House debates

Wednesday, 29 May 2024

Matters of Public Importance

Rural and Regional Australia: Medical Workforce

3:44 pm

Photo of Lisa ChestersLisa Chesters (Bendigo, Australian Labor Party) Share this | Hansard source

I acknowledge the spirit in which the mover has brought forward this MPI, because I know that, since he got to this place, this has been an issue he has been passionate about. I know that, because in my own electorate of Bendigo, where we have the La Trobe Rural Health School, our university worked with his university to really champion the need for more medical places in our regional areas. That's because, as previous speakers have mentioned, when we train regional students in regional universities they stay and work in the regions. It's a fundamental fact and what all the data now shows.

However, it's not as simple as creating more medical places. We need to do more. We need to interrogate the data and look at who is applying for medical places and their pathways to those medical places. One of our greatest challenges when it comes to recruiting people to medicine is the very high ATAR that's required. Our ATAR system is skewed towards elite inner-city schools. They do the best when it comes to ATARS. They're the schools whose students go into medicine—and not just medicine but other health professions. We need to have a broader conversation about who we are recruiting into our medical schools and where they're doing their medical placements.

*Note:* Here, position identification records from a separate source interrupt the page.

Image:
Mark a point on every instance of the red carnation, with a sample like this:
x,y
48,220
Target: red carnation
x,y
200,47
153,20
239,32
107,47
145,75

La Trobe's Bendigo campus, in fact, has the largest rural health school in Australia. That may surprise people, because we don't actually have a medical school. What we do have is midwifery, nursing, dentistry, pharmacy and physio. We have all the allied services that go with it, and we continue to grow. When we are looking at solving the crisis in rural health care we need to look at the teams of medical professionals who work in GP practices. The changes this government has put forward in terms of nurse practitioners, allowing and encouraging nurses to work to their full scope, are a measure that will help us solve some of the challenges we have in rural health care. The tripling of the bulk-billing incentive is critical to attracting and encouraging doctors to practise as GPs and remain GPs. In my own electorate we've seen bulk-billing rates increase by 8.6 per cent. Through that one government measure alone we are seeing more GPs bulk-billing.

When it comes to our GPs, we need to have greater interrogation of the barriers to people going into general practice. A generation ago, about 50 per cent of medical graduates were going into general practice; today it's about 20 per cent and dropping. We need to interrogate that. When you ask these students why, they say: 'Well, I'm looking at the experience. I'm looking at how I can have that salary, how I can work in a team environment, when I have a university debt.' We need to look at better models of employment. Graduating as a doctor and then becoming a small-business owner running your own practice isn't attractive for every young person who goes into the medical profession. That is one area where we need to encourage and incentivise.

In my own part of the world, what was known as a GP superclinic is today Bendigo Primary Care Centre. They are at a scale whereby they can start to employ young doctors and bring them in on a salary package. This is becoming very popular where we've got these bigger clinics in regional cities. They are currently running a priority care clinic, funded by the state government, which is taking pressure off the hospital system. Those GPs are able to practise a broader scope of medicine, something like what they might experience in a hospital setting.

This is where our hospitals are critical. I also say the states need to be part of this conversation. It is great that our state governments are building hospitals, but they are also sucking up a lot of our medical graduates. We need to get the states more involved in this conversation if we're to meet the demand not just for GPs but for doctors in our hospitals.

This is a complex issue, and I welcome the bipartisan way in which the discussion is happening—at least between the Independents, the crossbench and the government.